Whether it is sheet vinyl, vinyl tile or luxury vinyl, there are a number of advantages:
- Durability: Vinyl is a very tough material; however, it is still soft underfoot.
- Water Resistance: Vinyl is resistant to moisture, steam and humidity, making it a popular choice for bathrooms, kitchens and laundry rooms. Although it is slightly vulnerable at the seams, water is unable to penetrate the surface and therefore do damage to the subfloor.
- Easy Maintenance: Vinyl is a breeze to clean. It resists dirt, stains, scratches and punctures. However, be aware that heavy furniture without proper padding can pierce the flooring. Also, although some high-quality vinyl has UV protection, some may yellow slightly if exposed to direct sunlight. As well avoid area rugs with a rubber backing as this may cause a chemical reaction and stain your vinyl.
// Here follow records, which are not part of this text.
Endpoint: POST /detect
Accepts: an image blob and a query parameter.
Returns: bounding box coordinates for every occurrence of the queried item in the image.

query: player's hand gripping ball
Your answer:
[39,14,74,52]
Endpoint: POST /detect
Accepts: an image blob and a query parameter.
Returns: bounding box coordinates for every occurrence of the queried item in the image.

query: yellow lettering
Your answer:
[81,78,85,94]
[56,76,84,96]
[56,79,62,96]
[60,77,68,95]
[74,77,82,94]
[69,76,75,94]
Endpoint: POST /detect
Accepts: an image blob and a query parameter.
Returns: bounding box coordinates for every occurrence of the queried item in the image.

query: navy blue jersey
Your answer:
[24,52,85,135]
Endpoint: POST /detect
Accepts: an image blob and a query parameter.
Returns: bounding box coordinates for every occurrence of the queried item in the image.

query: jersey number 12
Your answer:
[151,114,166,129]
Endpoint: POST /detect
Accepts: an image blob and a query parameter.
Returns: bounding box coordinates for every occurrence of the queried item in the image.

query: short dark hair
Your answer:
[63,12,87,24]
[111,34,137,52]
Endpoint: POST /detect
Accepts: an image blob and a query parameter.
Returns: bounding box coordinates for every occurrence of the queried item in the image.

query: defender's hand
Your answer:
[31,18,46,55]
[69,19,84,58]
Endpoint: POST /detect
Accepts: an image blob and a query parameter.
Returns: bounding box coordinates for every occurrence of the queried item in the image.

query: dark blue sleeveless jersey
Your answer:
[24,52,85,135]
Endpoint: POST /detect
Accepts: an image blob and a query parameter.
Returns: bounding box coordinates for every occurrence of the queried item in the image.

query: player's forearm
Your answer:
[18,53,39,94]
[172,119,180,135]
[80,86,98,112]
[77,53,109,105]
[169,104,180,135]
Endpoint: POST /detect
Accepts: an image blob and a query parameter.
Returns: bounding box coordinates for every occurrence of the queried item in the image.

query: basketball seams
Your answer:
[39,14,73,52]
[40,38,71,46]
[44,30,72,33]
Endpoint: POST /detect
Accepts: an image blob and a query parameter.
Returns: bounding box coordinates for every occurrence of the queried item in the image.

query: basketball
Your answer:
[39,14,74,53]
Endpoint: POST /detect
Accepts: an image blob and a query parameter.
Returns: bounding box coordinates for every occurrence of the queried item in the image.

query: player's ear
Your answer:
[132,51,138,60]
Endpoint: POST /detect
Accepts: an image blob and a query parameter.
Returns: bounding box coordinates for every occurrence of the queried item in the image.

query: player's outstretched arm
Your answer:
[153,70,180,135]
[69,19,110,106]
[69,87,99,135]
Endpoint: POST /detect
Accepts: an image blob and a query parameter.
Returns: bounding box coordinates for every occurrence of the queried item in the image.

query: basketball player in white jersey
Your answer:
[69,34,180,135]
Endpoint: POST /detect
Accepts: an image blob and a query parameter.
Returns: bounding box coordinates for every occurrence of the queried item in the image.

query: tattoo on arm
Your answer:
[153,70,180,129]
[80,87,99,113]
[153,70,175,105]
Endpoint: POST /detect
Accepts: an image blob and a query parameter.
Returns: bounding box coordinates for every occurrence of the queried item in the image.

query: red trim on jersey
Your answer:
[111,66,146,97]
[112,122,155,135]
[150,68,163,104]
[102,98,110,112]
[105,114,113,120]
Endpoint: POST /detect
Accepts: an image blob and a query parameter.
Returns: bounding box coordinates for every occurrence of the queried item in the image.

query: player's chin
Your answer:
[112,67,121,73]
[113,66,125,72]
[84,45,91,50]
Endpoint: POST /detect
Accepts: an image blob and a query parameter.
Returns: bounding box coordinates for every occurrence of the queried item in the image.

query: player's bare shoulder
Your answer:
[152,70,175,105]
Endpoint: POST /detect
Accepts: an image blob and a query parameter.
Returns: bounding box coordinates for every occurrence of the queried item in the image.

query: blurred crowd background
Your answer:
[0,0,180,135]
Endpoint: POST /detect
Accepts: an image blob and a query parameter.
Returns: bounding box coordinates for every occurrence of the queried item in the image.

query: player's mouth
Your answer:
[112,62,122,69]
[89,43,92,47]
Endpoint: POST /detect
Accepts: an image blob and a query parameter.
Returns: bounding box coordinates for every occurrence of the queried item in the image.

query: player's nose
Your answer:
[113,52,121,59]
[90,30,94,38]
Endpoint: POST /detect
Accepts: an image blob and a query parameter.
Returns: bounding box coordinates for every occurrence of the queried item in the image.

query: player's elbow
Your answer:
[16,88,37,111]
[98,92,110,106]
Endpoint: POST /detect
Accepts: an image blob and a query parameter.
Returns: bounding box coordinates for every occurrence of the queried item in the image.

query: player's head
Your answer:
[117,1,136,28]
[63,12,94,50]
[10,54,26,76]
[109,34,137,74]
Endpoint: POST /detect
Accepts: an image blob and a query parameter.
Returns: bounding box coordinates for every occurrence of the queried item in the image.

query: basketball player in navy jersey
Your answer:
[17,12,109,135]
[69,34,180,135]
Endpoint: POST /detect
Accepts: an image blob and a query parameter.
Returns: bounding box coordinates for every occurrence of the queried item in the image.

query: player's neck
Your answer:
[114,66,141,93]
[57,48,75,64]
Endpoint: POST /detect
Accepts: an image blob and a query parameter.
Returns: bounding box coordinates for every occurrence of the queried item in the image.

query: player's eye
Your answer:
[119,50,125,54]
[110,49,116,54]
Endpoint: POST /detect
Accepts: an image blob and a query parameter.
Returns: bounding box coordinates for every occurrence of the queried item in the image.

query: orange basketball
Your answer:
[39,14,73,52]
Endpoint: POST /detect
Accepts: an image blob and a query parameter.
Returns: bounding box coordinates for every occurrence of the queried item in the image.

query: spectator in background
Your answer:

Luxury vinyl can be referred to as luxury vinyl tile (LVT) or luxury vinyl planks (LVP). The make up of luxury vinyl is a limestone-based material mixed with PVC composites. It is a solid material throughout as there is no felt or fiber layer. Luxury vinyl is more rigid compared to sheet vinyl or vinyl tile however it is still somewhat flexible. On top of the composite material is a digital graphic film layer, which is then covered by a very tough wear layer. Just about any look and texture can be created thanks to new printing technology. In fact, the graphic process is far superior to sheet vinyl or vinyl tile, luxury vinyl flooring can remarkably mimic wood, stone, ceramic or even metal.
Luxury vinyl can be found in a number of forms, such as square tiles or long planks that resemble laminate or wood flooring planks. It is also installed with a modified tongue and groove system so individual tiles or planks “click” together; a feature that helps make installation easier.
Although it is the most expensive type of vinyl, with its durability, easy maintenance, and superior appearance, it is the most cost-effective flooring choice over the long term. Luxury vinyl is also impervious to water, making it a better choice for the wet areas of the home, such as bathrooms and kitchens.
Sheet vinyl is a continuous sheet of polymer materials and comes in widths of 6 to 16 feet. The pattern and colour of the sheet vinyl is manufactured with a digital graphic, which is a film layer of PVC. It is then bonded to a base layer of felt or fibrous material. To protect the PVC layer, there is a protective outerwear layer on top.
With sheet vinyl there are very few seams because it comes in large rolls, meaning it is much better at resisting water. In small rooms there may be no seam at all.
Sheet vinyl can be installed either with a full glue down application, this bonds it at the perimeter. You can also have it “floating” over the underlayment. It is not recommended to try and install sheet vinyl yourself as it can be an awkward process.
Vinyl tile is made up of natural pulverized limestone, filler materials, thermoplastic binders, and colour pigments. These materials are fused together to create a solid sheet, which is then cut into tiles. Vinyl tile was the first popular form of vinyl, however sheet vinyl and luxury vinyl are now more common. Although vinyl tile is available in a variety of colours and patterns, compared to other types of vinyl, it does not meet the same level of texture and design versatility.
Low end vinyl can cost as little as $1.50 to $2.50 per square foot. Keep in mind that it likely will not perform as well as higher end vinyl. Cheap vinyl will not be as durable, low maintenance, or resistant to stains and everyday wear. High end vinyl will cost between $2.50 to $10 per square foot, installed.